The Coastal Commission, which is scheduled to consider the matter on May 12, could defy the staff recommendation and vote to approve the project.
The 12-member commission is made up of six local elected officials and six members of the public who are appointed by the governor, a senate committee, and the assembly speaker.
"When Poseidon first proposed its facility at this location nearly 25 years ago, sea level rise projections were much lower and adaptation planning was in its infancy," the staff report said. "Since that time, our understanding of the severity and consequences of climate change and sea level rise have grown exponentially."
It also raised the risks of sea-rise elsewhere in California. The proposed desalination plant would be on low-lying land about 30 miles (50 km) south of Los Angeles.
"By 2050 to 2070, the surrounding area may be flooded regularly," the report said.
Environmentalists have long campaigned against the plant, saying desalination decimates ocean life, costs too much money and energy and soon would be made obsolete by water recycling.
Poseidon has operated a similar plant, the largest in the United States, down the coast in Carlsbad since 2015.
The company, which was hoping to break ground on the $1.4 billion Huntington Beach plant by the end of this year, said the commission staff "erred in its recommendation" and called on political leaders to save the project.
"California's elected officials and regulators should consider the dire consequences that this recommendation will have for desalination in California," Poseidon said in a statement.
"If this recommendation stands, it will be the death knell for desalination in California," it said.
But some environmentalists, while praising the conclusions of the report, were not celebrating yet.
"This is not a win. We still need to go through the (May 12) hearing," said Andrea Leon-Grossmann, director of climate action for ocean conservation group Azul.

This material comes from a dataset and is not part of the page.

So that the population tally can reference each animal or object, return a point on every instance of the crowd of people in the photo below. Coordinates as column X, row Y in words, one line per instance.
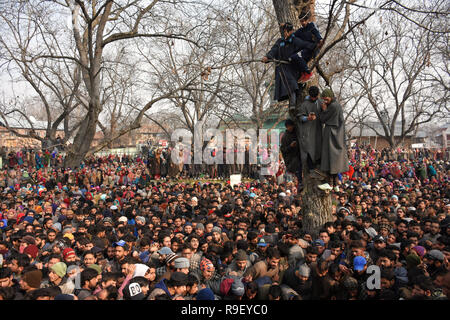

Susan Jordan, executive director of the California Coastal Protection Network, urged the commission to reject the project, saying, "We should never sacrifice our coast to drive profits for this foreign $650 billion corporation or any corporate polluter."
California Governor Gavin Newsom had offered conditional support for the project, so long as it could be done responsibly.
Responding to the recommendation, Alex Stack, a spokesman for the governor, said California faced an unprecedented drought and that the first three months of this year were the driest in recorded history.
"This Administration is committed to ensuring the sustainability of California's water supply with an all-of-the above strategy, and that includes desalination," Stack said in a statement. "Regions across California must continue to innovate on local projects as climate change makes our state's water supply more unpredictable."